Keyboard shortcuts

Press or to navigate between chapters

Press S or / to search in the book

Press ? to show this help

Press Esc to hide this help

Chapter 5: LSM Trees and Write-Optimized Structures

“If you can’t make writes fast by updating in place, batch them up and sort later.”

B-trees are excellent for reads, but every insert requires finding the right page and modifying it—potentially triggering cascading splits. For write-heavy workloads, this random I/O becomes a bottleneck. LSM trees take a radically different approach: buffer writes in memory, flush them sequentially, and merge later.

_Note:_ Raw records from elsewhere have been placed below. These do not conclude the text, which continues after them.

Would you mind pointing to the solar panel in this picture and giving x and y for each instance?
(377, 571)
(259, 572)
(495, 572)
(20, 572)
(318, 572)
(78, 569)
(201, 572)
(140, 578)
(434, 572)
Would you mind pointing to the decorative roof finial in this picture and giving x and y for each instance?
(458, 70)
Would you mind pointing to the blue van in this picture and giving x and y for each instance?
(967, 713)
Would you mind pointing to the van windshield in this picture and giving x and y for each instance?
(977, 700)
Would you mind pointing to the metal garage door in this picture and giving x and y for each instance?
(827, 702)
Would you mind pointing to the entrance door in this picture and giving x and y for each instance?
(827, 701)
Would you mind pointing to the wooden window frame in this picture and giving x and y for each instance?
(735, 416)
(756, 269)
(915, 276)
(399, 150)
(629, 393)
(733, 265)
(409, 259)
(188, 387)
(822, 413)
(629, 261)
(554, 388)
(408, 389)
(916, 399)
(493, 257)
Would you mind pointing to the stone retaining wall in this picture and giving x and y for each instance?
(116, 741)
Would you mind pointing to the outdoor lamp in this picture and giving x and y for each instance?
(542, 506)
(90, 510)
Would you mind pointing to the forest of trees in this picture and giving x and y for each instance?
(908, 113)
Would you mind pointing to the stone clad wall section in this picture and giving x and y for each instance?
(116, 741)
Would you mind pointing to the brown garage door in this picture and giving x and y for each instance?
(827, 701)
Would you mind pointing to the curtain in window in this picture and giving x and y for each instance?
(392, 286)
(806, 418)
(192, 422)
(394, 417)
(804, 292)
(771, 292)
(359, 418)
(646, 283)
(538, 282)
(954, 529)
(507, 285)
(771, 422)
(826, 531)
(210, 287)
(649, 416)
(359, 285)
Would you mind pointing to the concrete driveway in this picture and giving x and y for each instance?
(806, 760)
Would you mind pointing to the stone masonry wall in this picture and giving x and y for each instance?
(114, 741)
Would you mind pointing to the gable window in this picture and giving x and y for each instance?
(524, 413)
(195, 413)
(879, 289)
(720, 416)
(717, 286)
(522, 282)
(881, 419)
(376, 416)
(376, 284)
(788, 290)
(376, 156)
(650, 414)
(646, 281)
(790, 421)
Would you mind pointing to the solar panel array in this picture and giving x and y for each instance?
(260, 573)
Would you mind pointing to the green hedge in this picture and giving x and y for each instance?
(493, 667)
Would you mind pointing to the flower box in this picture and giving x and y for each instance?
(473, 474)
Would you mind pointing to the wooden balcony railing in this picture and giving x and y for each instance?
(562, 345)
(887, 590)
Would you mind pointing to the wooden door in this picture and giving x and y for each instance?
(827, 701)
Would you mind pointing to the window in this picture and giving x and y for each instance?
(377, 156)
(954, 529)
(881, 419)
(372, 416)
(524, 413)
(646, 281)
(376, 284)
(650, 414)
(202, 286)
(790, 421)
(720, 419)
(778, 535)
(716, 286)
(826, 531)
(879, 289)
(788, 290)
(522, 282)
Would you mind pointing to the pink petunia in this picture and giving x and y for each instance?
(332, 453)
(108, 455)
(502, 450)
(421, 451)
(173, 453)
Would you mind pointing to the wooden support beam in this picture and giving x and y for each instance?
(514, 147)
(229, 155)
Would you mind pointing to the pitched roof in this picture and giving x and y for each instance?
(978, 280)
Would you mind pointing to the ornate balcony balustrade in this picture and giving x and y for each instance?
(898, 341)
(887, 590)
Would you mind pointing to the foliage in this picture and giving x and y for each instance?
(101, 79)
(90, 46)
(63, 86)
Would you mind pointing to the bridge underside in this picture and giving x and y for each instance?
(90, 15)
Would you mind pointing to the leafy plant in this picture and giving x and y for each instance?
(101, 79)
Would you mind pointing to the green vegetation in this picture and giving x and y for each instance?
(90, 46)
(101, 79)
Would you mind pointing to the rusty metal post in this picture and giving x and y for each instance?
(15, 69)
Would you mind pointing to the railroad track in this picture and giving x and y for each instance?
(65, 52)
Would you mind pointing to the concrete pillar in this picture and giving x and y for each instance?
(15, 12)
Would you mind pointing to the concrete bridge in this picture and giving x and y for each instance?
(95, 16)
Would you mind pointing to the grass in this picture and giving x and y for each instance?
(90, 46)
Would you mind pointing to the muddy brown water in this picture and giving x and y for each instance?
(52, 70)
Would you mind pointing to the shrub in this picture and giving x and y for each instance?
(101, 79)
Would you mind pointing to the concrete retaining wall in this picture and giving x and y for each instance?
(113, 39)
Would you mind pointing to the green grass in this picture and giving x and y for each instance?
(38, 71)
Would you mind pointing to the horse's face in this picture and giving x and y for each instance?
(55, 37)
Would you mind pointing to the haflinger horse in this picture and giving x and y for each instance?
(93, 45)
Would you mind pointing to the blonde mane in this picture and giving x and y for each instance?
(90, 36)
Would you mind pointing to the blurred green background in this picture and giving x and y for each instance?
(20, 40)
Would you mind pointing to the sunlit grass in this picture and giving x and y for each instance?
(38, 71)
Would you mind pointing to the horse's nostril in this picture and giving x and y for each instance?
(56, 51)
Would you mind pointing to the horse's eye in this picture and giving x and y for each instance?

5.1 The Write Amplification Problem

With B-trees, a single logical write may cause multiple physical writes:

    INSERT one row:
    1. Write to WAL (sequential, good)
    2. Read B-tree page from disk (random I/O)
    3. Modify page in memory
    4. Eventually write page back (random I/O)

    If page split occurs:
    5. Create new page
    6. Update parent page
    7. Possibly cascade upward

    One INSERT → Multiple random writes

Write amplification = (Bytes written to storage) / (Bytes of actual data)

B-trees may have write amplification of 10x or more, especially with many indexes.


5.2 The LSM Tree Insight

The Log-Structured Merge-tree (LSM tree) was introduced by Patrick O’Neil in 1996. The core insight:

Transform random writes into sequential writes by buffering and batching.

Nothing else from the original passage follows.